Europa Press/Contacto/Yuri Gripas - Pool via CNP
MADRID, 18 mar. (EUROPA PRESS) -
O enviado especial do presidente francês, Emmanuel Macron, para o Líbano, o ex-ministro das Relações Exteriores Jean-Yves Le Drian, destacou nesta quarta-feira que Paris não participará da guerra contra o Irã e observou que o presidente dos Estados Unidos, Donald Trump, “não deveria agora recorrer aos outros pedindo ajuda”.

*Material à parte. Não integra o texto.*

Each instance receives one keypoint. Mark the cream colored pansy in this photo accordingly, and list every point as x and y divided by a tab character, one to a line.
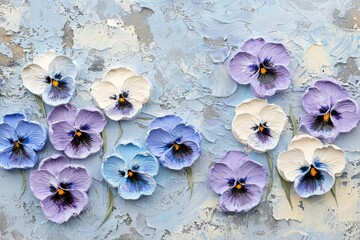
51	76
258	124
311	165
121	93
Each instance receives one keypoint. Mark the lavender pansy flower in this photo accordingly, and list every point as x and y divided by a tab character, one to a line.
51	76
131	170
258	124
263	66
76	131
330	110
19	141
61	188
311	165
121	93
176	144
239	180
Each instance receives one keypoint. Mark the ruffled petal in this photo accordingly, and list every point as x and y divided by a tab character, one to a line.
145	163
91	120
307	187
243	201
41	182
243	68
13	119
62	113
133	189
75	178
276	53
117	77
290	164
253	46
60	213
347	115
113	170
168	122
221	178
62	66
104	93
84	149
7	136
242	126
61	94
159	141
126	113
60	134
53	164
138	88
274	117
333	157
23	158
34	79
33	134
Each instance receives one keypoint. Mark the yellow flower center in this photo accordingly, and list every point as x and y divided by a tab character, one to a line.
60	191
263	70
176	147
78	133
16	144
122	100
327	117
55	83
313	171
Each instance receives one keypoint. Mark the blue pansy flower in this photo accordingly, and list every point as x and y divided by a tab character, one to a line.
311	165
131	170
19	141
176	144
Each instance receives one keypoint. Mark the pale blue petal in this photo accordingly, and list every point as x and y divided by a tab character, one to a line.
114	170
7	136
145	163
13	119
33	135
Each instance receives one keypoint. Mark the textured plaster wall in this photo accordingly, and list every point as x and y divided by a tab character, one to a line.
183	48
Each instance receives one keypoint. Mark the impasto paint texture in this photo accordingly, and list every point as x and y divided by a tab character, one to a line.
183	48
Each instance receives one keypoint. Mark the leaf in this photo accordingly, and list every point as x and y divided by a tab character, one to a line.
24	183
269	158
120	133
110	206
333	191
293	120
286	186
190	178
41	105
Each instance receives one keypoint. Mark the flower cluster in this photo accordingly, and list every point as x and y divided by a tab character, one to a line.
76	132
51	76
258	124
239	180
19	141
329	110
176	144
61	188
263	66
131	170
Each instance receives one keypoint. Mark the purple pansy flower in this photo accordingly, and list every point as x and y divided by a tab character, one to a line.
330	110
239	180
61	188
19	141
263	65
131	170
76	132
176	144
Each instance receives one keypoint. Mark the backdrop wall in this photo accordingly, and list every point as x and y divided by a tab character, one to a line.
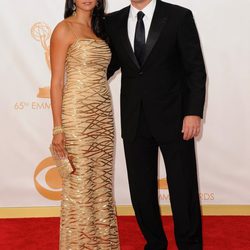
28	178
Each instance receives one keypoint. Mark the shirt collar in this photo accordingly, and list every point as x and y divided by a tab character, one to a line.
148	10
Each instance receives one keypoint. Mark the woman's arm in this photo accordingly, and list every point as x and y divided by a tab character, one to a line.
58	51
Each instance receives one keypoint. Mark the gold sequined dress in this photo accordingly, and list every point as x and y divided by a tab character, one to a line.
88	219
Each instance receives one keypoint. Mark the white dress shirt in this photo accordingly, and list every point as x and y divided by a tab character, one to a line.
147	19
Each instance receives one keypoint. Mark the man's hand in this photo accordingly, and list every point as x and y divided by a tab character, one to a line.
191	127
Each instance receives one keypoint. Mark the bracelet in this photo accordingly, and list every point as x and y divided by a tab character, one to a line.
57	130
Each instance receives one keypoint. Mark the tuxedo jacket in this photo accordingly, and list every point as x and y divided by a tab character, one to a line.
170	83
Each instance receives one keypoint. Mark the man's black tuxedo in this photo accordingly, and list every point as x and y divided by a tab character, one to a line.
155	98
171	81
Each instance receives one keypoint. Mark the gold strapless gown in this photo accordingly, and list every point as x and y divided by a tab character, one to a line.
88	219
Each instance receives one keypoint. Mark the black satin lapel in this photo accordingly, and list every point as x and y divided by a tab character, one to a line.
158	22
125	38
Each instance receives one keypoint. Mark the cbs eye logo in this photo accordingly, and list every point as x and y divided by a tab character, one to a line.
47	179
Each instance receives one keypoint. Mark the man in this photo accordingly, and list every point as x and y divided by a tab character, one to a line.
157	47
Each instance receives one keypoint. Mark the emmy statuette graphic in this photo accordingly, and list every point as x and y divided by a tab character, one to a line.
41	32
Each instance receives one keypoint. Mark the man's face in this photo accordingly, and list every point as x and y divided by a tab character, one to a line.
140	1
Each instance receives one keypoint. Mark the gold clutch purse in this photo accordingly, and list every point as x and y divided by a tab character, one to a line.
62	163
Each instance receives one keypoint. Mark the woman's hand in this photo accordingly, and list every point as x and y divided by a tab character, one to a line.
58	144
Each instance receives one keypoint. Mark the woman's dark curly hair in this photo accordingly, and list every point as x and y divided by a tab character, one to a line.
98	17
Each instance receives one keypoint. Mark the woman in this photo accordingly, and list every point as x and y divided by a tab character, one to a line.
83	126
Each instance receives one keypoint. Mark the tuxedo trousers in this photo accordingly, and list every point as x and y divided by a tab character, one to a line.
142	167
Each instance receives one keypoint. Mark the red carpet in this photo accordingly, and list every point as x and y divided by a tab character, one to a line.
220	233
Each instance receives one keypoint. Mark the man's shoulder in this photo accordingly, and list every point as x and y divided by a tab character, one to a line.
116	14
175	9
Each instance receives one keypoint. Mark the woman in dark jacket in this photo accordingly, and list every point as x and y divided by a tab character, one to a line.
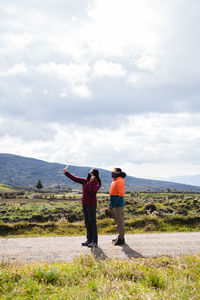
91	185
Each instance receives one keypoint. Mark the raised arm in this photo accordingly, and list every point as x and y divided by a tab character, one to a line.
74	178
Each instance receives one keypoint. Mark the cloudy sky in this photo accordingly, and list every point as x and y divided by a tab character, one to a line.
102	83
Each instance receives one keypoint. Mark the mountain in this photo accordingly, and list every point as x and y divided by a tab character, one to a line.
25	171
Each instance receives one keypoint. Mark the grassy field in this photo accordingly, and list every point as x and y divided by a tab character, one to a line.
86	278
34	214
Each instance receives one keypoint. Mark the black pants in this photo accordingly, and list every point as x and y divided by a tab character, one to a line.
90	223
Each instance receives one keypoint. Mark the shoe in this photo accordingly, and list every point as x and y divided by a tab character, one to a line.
86	243
119	242
92	245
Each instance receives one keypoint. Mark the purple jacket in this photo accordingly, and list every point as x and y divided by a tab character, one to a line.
89	189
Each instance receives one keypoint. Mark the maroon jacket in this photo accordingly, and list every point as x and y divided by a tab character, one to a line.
89	189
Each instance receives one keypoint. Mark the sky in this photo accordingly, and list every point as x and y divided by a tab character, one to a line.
103	83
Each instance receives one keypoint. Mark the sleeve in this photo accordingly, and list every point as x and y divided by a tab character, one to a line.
75	178
120	187
93	187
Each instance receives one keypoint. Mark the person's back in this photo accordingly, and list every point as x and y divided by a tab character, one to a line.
117	191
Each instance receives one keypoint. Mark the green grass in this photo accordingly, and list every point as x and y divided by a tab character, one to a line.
87	278
6	188
62	214
144	224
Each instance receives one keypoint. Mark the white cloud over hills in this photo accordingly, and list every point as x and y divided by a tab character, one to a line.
104	83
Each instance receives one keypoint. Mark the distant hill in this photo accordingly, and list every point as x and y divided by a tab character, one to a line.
188	179
25	171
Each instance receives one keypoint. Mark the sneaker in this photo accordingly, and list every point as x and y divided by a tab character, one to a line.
86	243
119	242
92	245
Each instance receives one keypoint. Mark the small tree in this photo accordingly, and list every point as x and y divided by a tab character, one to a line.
39	185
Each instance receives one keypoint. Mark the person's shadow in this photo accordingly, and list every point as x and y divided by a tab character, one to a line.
130	253
99	254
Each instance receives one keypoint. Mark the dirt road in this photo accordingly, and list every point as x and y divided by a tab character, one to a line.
65	249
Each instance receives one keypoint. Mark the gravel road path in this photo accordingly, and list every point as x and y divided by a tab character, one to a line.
65	249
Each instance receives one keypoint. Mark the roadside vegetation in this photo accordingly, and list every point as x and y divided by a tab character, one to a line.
28	213
87	278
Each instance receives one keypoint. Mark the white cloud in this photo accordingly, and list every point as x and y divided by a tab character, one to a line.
105	68
15	41
149	146
74	74
82	91
15	70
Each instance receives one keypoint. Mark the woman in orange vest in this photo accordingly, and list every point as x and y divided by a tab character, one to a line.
117	191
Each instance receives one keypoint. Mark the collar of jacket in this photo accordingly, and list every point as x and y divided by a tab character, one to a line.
117	178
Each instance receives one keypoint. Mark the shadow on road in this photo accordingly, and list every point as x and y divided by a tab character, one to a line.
130	252
98	253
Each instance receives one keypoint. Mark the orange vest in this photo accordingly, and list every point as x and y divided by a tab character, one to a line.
117	187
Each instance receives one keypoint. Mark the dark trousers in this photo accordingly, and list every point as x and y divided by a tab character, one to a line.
89	213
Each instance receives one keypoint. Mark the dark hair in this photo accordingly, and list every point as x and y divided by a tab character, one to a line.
118	170
95	172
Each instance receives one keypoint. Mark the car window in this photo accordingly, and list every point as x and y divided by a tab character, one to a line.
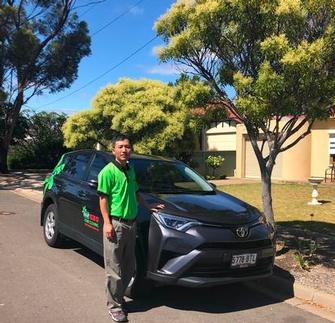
76	165
168	177
98	164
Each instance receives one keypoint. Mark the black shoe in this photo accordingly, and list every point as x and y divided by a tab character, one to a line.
118	315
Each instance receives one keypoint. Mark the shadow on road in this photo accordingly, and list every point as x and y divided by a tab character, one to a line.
219	299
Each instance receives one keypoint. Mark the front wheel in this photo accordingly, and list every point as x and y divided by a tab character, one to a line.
51	232
139	286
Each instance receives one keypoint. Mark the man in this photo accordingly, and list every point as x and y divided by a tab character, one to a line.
118	192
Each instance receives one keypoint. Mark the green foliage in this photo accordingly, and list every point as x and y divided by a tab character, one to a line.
154	114
214	162
43	143
42	44
279	56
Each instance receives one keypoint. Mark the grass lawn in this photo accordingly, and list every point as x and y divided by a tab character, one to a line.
290	203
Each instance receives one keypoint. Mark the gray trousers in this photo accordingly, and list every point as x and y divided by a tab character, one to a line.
119	257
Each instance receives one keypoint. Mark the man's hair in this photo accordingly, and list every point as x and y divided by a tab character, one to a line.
120	137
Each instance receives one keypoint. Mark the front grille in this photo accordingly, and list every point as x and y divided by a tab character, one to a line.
224	270
165	256
237	245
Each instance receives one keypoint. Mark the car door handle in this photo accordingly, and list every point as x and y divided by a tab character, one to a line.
82	194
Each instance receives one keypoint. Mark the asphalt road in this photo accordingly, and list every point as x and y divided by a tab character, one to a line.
41	284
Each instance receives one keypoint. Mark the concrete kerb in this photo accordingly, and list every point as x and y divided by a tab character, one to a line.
275	286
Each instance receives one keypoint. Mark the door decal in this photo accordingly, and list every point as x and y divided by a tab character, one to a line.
90	220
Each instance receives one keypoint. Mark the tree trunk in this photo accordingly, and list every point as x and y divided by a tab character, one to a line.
9	130
3	159
267	196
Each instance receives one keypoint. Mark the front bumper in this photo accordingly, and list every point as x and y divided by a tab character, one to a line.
202	256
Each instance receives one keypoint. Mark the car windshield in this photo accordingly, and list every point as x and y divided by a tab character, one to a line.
158	176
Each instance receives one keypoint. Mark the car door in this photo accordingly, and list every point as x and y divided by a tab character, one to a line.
73	192
92	221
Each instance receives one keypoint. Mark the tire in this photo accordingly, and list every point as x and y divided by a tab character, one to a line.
139	286
51	232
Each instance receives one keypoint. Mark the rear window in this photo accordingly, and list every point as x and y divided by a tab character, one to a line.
98	164
76	165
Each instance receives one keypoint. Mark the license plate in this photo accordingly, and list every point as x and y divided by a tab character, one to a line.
245	260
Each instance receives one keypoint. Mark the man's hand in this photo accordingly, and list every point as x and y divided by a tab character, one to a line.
108	230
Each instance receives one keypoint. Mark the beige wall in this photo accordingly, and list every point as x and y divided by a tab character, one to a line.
221	137
295	163
320	146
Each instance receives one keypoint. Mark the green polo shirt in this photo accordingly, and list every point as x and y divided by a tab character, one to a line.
119	185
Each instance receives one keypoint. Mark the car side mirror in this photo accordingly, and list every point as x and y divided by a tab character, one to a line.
93	183
213	185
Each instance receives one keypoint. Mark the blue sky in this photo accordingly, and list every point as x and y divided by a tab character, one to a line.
109	47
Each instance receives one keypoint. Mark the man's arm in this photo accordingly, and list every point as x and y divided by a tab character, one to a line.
108	229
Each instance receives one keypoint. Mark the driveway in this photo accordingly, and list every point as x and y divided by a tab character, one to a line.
42	284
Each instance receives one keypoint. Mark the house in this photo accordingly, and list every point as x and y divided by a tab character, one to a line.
310	157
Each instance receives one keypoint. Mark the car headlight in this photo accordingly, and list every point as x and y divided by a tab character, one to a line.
262	219
175	222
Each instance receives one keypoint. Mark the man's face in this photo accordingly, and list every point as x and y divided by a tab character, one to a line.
122	151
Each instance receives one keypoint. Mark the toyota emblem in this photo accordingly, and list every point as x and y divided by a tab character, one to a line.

“Esta não é a nossa guerra”, reiterou Le Drian em entrevista à emissora de rádio Franceinfo, na qual enfatizou que “quem trava uma guerra deve assumir sua responsabilidade”, entre eles o próprio Trump, a quem cabe decidir “como vai lidar com essa situação”.
“Ele decidiu iniciar esta guerra por conta própria; não deveria agora recorrer aos outros pedindo ajuda”, avaliou o ex-ministro da Defesa francês, em referência aos apelos do presidente dos Estados Unidos aos seus parceiros para que participem das operações para desbloquear o estreito de Ormuz.
Le Drian explicou que a operação militar dos Estados Unidos e de Israel contra o Irã faz parte de um contexto — citando a guerra na Ucrânia ou os ataques do Hamas de 7 de outubro — em que é cada vez mais difícil garantir o Direito Internacional como referência em situações de conflito.
No entanto, mostrou-se convencido de que, “em algum momento”, a Europa e aqueles que rejeitam essa escalada da violência “agirão em conjunto para estabelecer uma nova ordem internacional” e reviver o multilateralismo.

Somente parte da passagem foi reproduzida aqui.